72% Tax Imposed on Distilled Spirits
Overseas Liquor Shopping Becomes a Trend
Resale Incentives Driven by Price Gaps
Ad Valorem Tax System of Over 50 Years Needs Reform
'An anachronistic liquor tax law.'
This was the most passionate comment from readers in response to the [Leaking K-Liquor Tax] series addressing South Korea's liquor tax system and its issues.
Systems and laws that regulate social order inevitably undergo changes from the moment they are enacted. They must be flexibly reinvented to suit the times by altering their forms and interpretations according to global changes. However, looking at our liquor tax law, it seems not only to ignore change but even strongly resist it. The current liquor tax law has adopted an ad valorem tax system, which taxes based on the ex-factory price of liquor, for over 50 years. Under this ad valorem system, the higher the ex-factory price of the liquor, the heavier the tax burden, causing the selling price to rise significantly. Especially for distilled spirits, the tax rate is 72%. When indirect taxes such as education tax and value-added tax are added, along with distribution margins, prices skyrocket, and it is common for a 100,000 won bottle of liquor to exceed 200,000 won, sometimes even jumping to 300,000 to 400,000 won.
The increased ex-factory price acts as an obstacle to the growth of the domestic liquor industry. When production costs rise due to the use of better ingredients for premiumization, the increase in ex-factory price directly reflects in the tax burden, leading to higher selling prices. This structure means that efforts to produce premium liquor actually hinder sales. It is as if the government is encouraging the production of low-priced liquor rather than premium liquor. Due to the lack of competitive national flagship liquors, last year’s liquor trade deficit reached approximately 1.3 trillion won.
The higher selling prices also increase the burden on consumers. In a world where price information is shared globally, the same product is sold at a uniquely high price only in Korea, inevitably creating incentives for arbitrage. In fact, imported liquors outside this tax burden have recently flooded into the domestic market through overseas travelers and direct overseas purchases.

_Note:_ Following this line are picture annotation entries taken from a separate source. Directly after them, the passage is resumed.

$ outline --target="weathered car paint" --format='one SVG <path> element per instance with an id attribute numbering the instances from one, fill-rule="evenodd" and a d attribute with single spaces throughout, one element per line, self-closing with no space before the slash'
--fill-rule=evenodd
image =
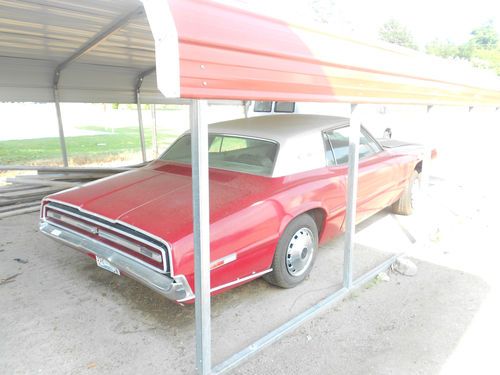
<path id="1" fill-rule="evenodd" d="M 398 199 L 417 161 L 412 155 L 386 151 L 361 160 L 358 222 Z M 321 242 L 342 230 L 346 166 L 277 178 L 213 168 L 209 175 L 211 261 L 236 254 L 236 260 L 212 270 L 212 289 L 220 288 L 215 293 L 268 270 L 280 235 L 304 212 L 317 210 L 316 217 L 322 218 L 318 223 Z M 173 274 L 185 275 L 196 292 L 190 166 L 155 161 L 47 199 L 66 202 L 164 239 L 172 247 Z"/>

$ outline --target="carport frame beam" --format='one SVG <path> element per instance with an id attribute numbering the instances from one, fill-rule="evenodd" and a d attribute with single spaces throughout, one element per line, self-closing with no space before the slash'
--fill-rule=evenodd
<path id="1" fill-rule="evenodd" d="M 61 147 L 61 154 L 63 159 L 63 164 L 65 167 L 68 166 L 68 150 L 66 147 L 66 139 L 64 136 L 64 125 L 62 121 L 61 114 L 61 103 L 59 98 L 59 80 L 61 78 L 61 71 L 65 69 L 69 64 L 85 55 L 87 52 L 91 51 L 95 47 L 97 47 L 100 43 L 105 41 L 110 35 L 112 35 L 115 31 L 121 29 L 124 25 L 130 22 L 130 20 L 134 17 L 137 17 L 144 13 L 144 8 L 142 6 L 135 8 L 130 13 L 127 13 L 124 17 L 119 20 L 113 22 L 109 25 L 105 30 L 98 33 L 94 38 L 85 43 L 82 47 L 80 47 L 75 53 L 69 56 L 66 60 L 57 65 L 54 76 L 52 77 L 52 86 L 53 86 L 53 94 L 54 94 L 54 103 L 56 106 L 56 114 L 57 114 L 57 125 L 59 129 L 59 144 Z M 141 139 L 142 141 L 142 139 Z M 144 155 L 144 154 L 143 154 Z"/>
<path id="2" fill-rule="evenodd" d="M 142 83 L 144 81 L 144 78 L 146 78 L 148 75 L 154 73 L 156 71 L 156 67 L 153 67 L 151 69 L 145 70 L 141 74 L 137 76 L 136 84 L 135 84 L 135 103 L 137 105 L 137 117 L 139 119 L 139 137 L 141 140 L 141 154 L 142 154 L 142 161 L 145 162 L 147 159 L 146 156 L 146 139 L 144 137 L 144 123 L 142 121 L 142 103 L 141 103 L 141 87 Z"/>
<path id="3" fill-rule="evenodd" d="M 210 205 L 208 174 L 208 124 L 204 117 L 206 100 L 190 105 L 191 164 L 193 183 L 193 244 L 196 319 L 196 370 L 212 373 L 210 315 Z M 201 197 L 204 197 L 202 200 Z"/>

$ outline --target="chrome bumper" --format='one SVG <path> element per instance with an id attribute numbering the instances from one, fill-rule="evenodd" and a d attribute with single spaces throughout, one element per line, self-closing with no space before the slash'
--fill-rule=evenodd
<path id="1" fill-rule="evenodd" d="M 117 253 L 112 247 L 87 238 L 80 233 L 56 226 L 44 219 L 40 220 L 40 231 L 47 236 L 76 248 L 83 253 L 91 253 L 106 259 L 127 276 L 139 281 L 154 291 L 173 301 L 187 300 L 193 297 L 191 288 L 182 275 L 170 278 Z"/>

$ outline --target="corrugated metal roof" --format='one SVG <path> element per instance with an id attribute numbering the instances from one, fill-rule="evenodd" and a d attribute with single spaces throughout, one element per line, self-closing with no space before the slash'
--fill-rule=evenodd
<path id="1" fill-rule="evenodd" d="M 185 98 L 500 105 L 499 79 L 460 64 L 213 1 L 165 1 Z M 0 101 L 52 101 L 57 67 L 141 4 L 0 0 Z M 148 20 L 133 13 L 62 70 L 60 100 L 133 102 L 138 76 L 154 66 Z M 165 101 L 155 75 L 141 91 L 143 102 Z"/>
<path id="2" fill-rule="evenodd" d="M 157 3 L 144 3 L 154 17 Z M 212 1 L 169 4 L 183 97 L 500 105 L 500 79 L 494 74 Z M 164 66 L 158 66 L 159 74 Z"/>
<path id="3" fill-rule="evenodd" d="M 139 0 L 0 0 L 0 101 L 53 101 L 56 67 Z M 144 13 L 133 17 L 61 73 L 61 101 L 134 102 L 138 75 L 155 65 L 154 40 Z M 144 102 L 164 102 L 154 74 L 141 88 Z"/>

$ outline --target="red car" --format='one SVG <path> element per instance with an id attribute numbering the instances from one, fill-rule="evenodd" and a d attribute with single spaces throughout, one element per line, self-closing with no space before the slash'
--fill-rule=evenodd
<path id="1" fill-rule="evenodd" d="M 263 276 L 290 288 L 318 243 L 342 232 L 348 119 L 273 115 L 209 126 L 212 293 Z M 398 149 L 401 149 L 398 152 Z M 360 134 L 358 222 L 392 205 L 410 214 L 417 148 Z M 191 138 L 156 161 L 42 202 L 40 230 L 178 303 L 194 301 Z"/>

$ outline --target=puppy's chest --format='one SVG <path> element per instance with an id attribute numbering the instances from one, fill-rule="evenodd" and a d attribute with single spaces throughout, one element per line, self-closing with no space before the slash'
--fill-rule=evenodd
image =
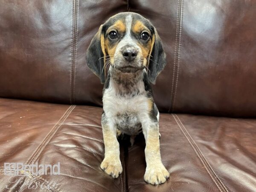
<path id="1" fill-rule="evenodd" d="M 120 93 L 113 87 L 105 90 L 104 111 L 117 128 L 127 134 L 136 135 L 141 129 L 140 115 L 148 108 L 148 98 L 143 88 L 136 87 L 128 94 Z"/>

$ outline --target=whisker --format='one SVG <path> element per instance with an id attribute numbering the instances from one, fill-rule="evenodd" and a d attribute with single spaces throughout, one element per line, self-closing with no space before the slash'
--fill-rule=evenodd
<path id="1" fill-rule="evenodd" d="M 114 56 L 114 55 L 107 55 L 107 56 L 103 56 L 103 57 L 101 57 L 100 58 L 99 58 L 99 59 L 98 61 L 99 61 L 99 60 L 100 60 L 100 59 L 101 59 L 101 58 L 106 58 L 106 57 L 111 57 L 111 56 Z"/>

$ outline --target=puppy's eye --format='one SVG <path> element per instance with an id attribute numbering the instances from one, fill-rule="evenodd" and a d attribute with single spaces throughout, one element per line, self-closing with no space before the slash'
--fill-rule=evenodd
<path id="1" fill-rule="evenodd" d="M 111 31 L 108 34 L 108 36 L 111 39 L 117 38 L 117 32 L 115 31 Z"/>
<path id="2" fill-rule="evenodd" d="M 146 41 L 149 37 L 149 34 L 147 32 L 143 32 L 140 35 L 140 38 L 144 41 Z"/>

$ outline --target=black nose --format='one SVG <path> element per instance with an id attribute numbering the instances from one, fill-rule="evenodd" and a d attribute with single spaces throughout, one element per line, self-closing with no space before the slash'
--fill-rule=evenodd
<path id="1" fill-rule="evenodd" d="M 134 48 L 125 49 L 122 51 L 122 53 L 125 60 L 129 62 L 133 61 L 137 56 L 137 51 Z"/>

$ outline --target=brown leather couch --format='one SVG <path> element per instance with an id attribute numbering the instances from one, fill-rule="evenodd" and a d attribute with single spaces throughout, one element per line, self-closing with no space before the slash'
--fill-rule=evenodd
<path id="1" fill-rule="evenodd" d="M 0 3 L 1 192 L 256 191 L 256 1 Z M 126 11 L 151 20 L 167 56 L 154 90 L 170 178 L 156 186 L 143 181 L 143 135 L 120 141 L 117 179 L 99 167 L 102 85 L 85 52 Z M 60 175 L 8 176 L 5 162 L 60 162 Z"/>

Liquor brought in this way is exploited for illegal resale, distorting the domestic distribution order and posing threats to public health by evading food safety inspections.
The volume-based tax system, which we are ignoring, is the international standard taxation system adopted by 34 out of 38 member countries of the Organisation for Economic Co-operation and Development (OECD). Switching to a volume-based tax would reduce the tax burden on high-priced liquors, lower prices, improve consumer welfare, and eliminate incentives for illegal distribution such as resale. Additionally, the tax burden that hindered research and development for quality improvement under the ad valorem system would decrease, promoting the supply of high-quality liquors. Above all, since the volume-based tax is levied in proportion to the quantity and alcohol content of liquor, it better aligns with the corrective taxation purpose regarding the social costs of drinking.
French philosopher Henry Bergson said, "To exist is to change." Changing means maturing, and maturing means continuously creating oneself. If one does not change and remains stagnant, one gradually loses the reason for existence. It is time to reconsider the reason for the existence of the liquor tax law together.